Las buenas y malas ideas no existen

Metafóricamente no creo que las personas sean como un lienzo en blanco; a mi parecer somos como un cuaderno. Algunos cuadernos tienen rayas o cuadros de diferente tamaño. Otras personas tienen un espacio en la parte superior de cada hoja en la que ponen la fecha. Me gusta anhelar que las hojas de mi cuaderno estén (metafóricamente hablando) lo mejor diseñadas posibles.

El contenido del cuaderno, más allá del diseño dinámico de las hojas, está conformado por las decisiones que tomamos. Que tan bien ejecutadas son tus decisiones determina la calidad de éste. Habiendo dicho eso me hago la pregunta ¿qué rol juegan las ideas en toda esta metáfora del cuaderno?

Después de algunos meses de meditar esta pregunta, llegué a una conclusión. Las ideas son fantasmas de todo lo que escribes o dibujas en el cuaderno de tu vida.


Dejemos a un lado la metáfora del cuaderno. Todos hemos pensado: «¡Tengo esta sensacional idea!» Sólo que cuando la llevamos acabo no es tan buena como lo que teníamos en mente.
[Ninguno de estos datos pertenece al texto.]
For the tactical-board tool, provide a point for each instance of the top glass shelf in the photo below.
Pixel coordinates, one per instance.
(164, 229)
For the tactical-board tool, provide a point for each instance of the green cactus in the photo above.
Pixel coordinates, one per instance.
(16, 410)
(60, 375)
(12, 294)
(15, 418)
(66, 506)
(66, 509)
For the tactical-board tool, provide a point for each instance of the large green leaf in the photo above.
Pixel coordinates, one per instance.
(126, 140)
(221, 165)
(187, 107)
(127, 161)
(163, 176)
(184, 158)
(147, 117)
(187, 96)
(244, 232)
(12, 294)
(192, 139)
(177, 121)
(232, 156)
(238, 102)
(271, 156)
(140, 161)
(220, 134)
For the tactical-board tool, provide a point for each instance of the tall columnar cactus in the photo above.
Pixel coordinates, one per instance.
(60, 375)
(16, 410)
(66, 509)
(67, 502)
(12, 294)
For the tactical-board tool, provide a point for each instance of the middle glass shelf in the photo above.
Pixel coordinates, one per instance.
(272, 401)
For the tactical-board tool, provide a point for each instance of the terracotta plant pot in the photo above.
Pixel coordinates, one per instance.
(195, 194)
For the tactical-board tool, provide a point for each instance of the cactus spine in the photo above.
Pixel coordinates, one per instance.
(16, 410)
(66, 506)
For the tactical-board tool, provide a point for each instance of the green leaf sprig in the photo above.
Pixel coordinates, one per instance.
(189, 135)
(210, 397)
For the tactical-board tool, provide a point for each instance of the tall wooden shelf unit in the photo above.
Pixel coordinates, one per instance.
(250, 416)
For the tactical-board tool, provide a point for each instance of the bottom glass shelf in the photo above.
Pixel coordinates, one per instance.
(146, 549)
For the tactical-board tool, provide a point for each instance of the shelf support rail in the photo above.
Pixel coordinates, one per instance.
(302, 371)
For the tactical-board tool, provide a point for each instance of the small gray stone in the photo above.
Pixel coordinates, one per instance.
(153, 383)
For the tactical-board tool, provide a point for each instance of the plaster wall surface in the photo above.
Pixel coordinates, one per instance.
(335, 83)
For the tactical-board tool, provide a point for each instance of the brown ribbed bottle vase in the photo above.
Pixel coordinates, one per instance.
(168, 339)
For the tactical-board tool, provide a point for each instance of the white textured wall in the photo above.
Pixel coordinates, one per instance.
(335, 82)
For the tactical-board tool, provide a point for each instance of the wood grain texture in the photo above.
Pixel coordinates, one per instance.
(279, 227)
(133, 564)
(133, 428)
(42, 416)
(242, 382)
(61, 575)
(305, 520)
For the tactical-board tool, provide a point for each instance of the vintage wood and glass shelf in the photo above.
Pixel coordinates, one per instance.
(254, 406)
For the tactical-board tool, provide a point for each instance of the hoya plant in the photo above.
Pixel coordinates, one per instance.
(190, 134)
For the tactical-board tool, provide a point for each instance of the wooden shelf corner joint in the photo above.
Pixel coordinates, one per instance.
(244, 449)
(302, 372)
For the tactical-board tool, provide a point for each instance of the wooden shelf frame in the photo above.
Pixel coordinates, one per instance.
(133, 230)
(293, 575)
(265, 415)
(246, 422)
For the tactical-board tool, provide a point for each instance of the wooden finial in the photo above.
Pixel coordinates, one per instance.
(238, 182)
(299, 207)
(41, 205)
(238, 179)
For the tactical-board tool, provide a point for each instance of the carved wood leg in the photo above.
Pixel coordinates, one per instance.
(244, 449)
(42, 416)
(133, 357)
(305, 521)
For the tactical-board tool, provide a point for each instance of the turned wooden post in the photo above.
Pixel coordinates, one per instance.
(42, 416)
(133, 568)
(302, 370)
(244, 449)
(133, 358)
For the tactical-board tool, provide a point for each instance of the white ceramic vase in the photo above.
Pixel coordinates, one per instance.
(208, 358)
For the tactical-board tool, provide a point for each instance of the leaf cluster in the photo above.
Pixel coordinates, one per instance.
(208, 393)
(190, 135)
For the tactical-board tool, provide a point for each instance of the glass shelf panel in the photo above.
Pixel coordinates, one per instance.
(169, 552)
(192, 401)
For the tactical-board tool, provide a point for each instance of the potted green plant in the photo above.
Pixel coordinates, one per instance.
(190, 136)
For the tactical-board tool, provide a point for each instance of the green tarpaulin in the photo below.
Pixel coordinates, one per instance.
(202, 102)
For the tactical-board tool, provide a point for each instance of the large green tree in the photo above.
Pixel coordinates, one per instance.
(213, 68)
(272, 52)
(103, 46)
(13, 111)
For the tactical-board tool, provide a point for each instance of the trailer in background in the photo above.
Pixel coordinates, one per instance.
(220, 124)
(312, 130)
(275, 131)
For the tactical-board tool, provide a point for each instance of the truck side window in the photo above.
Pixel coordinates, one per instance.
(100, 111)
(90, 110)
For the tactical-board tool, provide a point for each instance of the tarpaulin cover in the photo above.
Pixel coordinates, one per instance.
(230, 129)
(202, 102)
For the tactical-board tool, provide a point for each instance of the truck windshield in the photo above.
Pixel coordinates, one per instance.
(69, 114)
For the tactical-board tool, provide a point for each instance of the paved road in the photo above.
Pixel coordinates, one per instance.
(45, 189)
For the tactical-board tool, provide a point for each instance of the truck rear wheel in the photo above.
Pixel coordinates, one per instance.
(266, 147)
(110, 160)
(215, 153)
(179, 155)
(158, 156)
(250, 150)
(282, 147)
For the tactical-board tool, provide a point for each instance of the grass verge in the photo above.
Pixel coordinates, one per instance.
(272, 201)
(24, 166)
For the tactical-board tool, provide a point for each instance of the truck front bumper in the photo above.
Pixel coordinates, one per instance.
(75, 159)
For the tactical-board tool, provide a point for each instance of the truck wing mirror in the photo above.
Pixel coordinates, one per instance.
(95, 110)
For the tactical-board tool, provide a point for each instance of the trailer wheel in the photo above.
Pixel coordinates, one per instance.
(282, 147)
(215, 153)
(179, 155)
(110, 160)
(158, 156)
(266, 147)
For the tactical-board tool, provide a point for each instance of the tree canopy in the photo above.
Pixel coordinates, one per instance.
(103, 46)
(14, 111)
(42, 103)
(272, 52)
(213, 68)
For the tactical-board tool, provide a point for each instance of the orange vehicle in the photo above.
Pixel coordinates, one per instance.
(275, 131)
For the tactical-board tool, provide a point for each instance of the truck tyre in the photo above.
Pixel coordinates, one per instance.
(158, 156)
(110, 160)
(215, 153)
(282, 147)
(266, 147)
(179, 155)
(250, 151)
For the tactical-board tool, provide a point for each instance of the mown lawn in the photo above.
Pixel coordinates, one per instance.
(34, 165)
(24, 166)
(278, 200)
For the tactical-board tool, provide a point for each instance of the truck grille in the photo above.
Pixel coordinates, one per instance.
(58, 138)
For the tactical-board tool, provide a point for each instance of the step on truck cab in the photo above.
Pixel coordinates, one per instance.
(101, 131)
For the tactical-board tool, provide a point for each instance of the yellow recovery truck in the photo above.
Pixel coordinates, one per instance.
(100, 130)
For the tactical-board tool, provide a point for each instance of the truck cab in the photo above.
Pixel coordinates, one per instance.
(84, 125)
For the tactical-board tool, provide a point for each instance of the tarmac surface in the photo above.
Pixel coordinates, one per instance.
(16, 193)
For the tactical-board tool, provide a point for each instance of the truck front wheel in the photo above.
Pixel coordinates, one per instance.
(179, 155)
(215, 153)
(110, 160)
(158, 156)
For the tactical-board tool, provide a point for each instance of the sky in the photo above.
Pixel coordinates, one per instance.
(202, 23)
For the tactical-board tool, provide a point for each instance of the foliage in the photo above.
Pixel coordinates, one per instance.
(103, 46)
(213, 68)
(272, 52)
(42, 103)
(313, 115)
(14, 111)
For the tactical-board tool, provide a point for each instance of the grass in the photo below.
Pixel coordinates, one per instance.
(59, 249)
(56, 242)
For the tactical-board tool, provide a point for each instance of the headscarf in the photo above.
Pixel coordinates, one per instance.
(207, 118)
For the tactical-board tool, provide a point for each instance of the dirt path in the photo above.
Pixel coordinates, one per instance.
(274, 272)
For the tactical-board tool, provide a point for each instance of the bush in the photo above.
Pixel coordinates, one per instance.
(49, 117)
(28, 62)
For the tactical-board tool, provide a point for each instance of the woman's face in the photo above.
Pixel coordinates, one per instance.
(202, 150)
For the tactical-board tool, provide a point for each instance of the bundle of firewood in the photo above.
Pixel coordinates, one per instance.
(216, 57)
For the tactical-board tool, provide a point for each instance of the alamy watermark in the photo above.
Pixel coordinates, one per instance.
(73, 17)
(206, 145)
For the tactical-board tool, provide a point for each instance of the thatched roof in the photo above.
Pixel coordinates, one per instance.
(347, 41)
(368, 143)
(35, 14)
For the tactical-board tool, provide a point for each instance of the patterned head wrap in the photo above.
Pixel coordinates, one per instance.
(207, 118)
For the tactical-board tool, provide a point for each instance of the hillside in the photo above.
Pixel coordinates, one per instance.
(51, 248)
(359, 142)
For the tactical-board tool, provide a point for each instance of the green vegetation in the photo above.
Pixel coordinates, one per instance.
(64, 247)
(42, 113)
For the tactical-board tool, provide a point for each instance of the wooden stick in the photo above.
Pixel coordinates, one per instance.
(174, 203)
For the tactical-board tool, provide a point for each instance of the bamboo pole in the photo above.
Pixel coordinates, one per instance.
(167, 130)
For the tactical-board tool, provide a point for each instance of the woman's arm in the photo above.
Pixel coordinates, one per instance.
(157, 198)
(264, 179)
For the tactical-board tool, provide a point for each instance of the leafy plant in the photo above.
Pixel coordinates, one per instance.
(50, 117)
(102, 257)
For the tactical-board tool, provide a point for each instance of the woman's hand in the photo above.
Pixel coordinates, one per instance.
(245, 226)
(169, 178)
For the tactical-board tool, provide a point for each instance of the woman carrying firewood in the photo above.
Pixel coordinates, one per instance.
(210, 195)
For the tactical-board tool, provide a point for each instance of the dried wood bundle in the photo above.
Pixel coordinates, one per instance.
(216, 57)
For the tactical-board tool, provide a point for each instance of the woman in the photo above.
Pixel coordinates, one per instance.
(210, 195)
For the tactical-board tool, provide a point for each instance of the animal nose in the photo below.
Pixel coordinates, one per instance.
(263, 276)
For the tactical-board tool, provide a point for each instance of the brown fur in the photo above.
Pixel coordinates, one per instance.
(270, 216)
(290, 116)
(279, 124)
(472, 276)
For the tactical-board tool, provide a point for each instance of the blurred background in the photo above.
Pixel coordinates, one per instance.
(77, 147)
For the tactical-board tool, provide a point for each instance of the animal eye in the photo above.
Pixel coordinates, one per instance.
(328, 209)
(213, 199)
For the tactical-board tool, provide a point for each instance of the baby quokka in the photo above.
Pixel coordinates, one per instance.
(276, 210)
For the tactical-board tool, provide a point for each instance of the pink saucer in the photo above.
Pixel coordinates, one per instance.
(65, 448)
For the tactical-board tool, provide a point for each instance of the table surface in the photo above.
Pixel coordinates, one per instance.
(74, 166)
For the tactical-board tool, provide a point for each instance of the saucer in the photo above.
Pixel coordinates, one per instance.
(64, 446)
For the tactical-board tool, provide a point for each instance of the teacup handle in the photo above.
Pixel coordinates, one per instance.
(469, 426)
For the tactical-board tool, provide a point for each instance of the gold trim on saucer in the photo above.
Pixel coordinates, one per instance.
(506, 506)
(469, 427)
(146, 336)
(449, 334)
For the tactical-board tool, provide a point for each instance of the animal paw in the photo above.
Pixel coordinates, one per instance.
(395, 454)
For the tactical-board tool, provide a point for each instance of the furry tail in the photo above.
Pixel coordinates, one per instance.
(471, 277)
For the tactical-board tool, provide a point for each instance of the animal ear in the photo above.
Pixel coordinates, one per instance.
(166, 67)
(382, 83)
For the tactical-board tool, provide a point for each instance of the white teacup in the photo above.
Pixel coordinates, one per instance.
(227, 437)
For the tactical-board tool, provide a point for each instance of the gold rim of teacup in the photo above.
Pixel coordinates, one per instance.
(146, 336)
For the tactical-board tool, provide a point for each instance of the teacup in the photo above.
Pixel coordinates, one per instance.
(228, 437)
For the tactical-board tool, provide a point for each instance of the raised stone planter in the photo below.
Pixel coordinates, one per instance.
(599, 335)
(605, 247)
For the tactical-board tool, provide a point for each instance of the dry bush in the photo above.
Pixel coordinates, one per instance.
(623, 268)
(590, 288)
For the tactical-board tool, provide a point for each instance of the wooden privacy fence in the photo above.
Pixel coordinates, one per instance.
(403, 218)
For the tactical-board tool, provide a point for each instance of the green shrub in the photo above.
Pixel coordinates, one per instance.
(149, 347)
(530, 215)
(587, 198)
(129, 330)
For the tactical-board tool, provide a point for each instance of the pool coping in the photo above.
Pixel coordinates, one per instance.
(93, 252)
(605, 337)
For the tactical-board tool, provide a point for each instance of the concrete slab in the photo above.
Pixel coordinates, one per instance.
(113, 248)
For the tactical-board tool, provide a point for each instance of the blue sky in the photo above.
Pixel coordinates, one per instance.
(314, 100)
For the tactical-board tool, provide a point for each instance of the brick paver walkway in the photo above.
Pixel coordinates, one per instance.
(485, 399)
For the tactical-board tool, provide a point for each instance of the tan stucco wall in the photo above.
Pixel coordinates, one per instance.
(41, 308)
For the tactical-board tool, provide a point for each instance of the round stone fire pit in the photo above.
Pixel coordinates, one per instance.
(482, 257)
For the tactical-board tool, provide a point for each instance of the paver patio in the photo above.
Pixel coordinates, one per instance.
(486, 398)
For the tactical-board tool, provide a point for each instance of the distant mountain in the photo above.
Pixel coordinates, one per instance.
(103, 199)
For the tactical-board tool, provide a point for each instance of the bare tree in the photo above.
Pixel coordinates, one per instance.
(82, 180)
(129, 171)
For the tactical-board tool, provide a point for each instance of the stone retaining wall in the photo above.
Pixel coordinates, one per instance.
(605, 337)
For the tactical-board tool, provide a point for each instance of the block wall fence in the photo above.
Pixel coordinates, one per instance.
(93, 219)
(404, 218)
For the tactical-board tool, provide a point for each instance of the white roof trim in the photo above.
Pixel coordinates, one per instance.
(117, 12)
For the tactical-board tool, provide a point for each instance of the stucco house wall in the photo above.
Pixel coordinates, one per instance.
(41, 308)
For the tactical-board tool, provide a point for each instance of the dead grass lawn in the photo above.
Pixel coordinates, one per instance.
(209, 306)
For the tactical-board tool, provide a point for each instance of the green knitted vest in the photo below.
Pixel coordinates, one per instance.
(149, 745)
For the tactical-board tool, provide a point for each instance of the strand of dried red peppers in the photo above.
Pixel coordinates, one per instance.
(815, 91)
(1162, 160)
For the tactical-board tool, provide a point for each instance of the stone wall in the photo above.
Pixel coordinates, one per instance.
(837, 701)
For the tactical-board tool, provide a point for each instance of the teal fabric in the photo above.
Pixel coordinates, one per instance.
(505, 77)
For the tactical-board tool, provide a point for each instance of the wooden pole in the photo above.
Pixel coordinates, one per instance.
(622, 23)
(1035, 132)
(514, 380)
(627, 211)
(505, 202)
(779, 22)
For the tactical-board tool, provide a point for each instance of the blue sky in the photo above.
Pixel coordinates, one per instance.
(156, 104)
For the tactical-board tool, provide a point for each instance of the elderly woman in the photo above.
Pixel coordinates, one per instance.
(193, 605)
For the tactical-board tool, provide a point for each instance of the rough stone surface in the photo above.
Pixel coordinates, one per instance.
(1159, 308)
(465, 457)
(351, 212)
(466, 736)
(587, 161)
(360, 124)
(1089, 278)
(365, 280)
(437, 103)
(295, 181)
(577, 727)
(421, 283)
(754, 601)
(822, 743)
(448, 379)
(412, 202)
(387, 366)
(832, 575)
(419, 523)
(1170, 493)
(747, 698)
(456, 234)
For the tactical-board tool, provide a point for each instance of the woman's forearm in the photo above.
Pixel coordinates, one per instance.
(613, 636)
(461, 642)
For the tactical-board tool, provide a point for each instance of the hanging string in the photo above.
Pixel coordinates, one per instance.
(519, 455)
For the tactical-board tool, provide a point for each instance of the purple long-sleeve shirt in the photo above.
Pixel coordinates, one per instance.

A los que no somos dóciles en las artes, nos ocurre al intentar dibujar cualquier cosa.

¿El ser limitado por tu falta de habilidad física hace que tu idea sea menos buena? Por supuesto que no. Pero hay un sin fin de factores que contribuyen en determinar si tu idea es buena o no: La práctica que tienes, las herramientas que usaste, dónde, cuándo y a quiénes les mostraste la idea, etc.


Malas ideas mueren todos los días, cada minuto, no por ser malas, porque no lo son. Simplemente fueron mal ejecutadas. No se llevaron a cabo en el contexto adecuado, o les faltaba más investigación.

La única forma de saber si tu idea es buena o mala es hasta después de haberla ejecutado con el mayor conocimiento que puedas.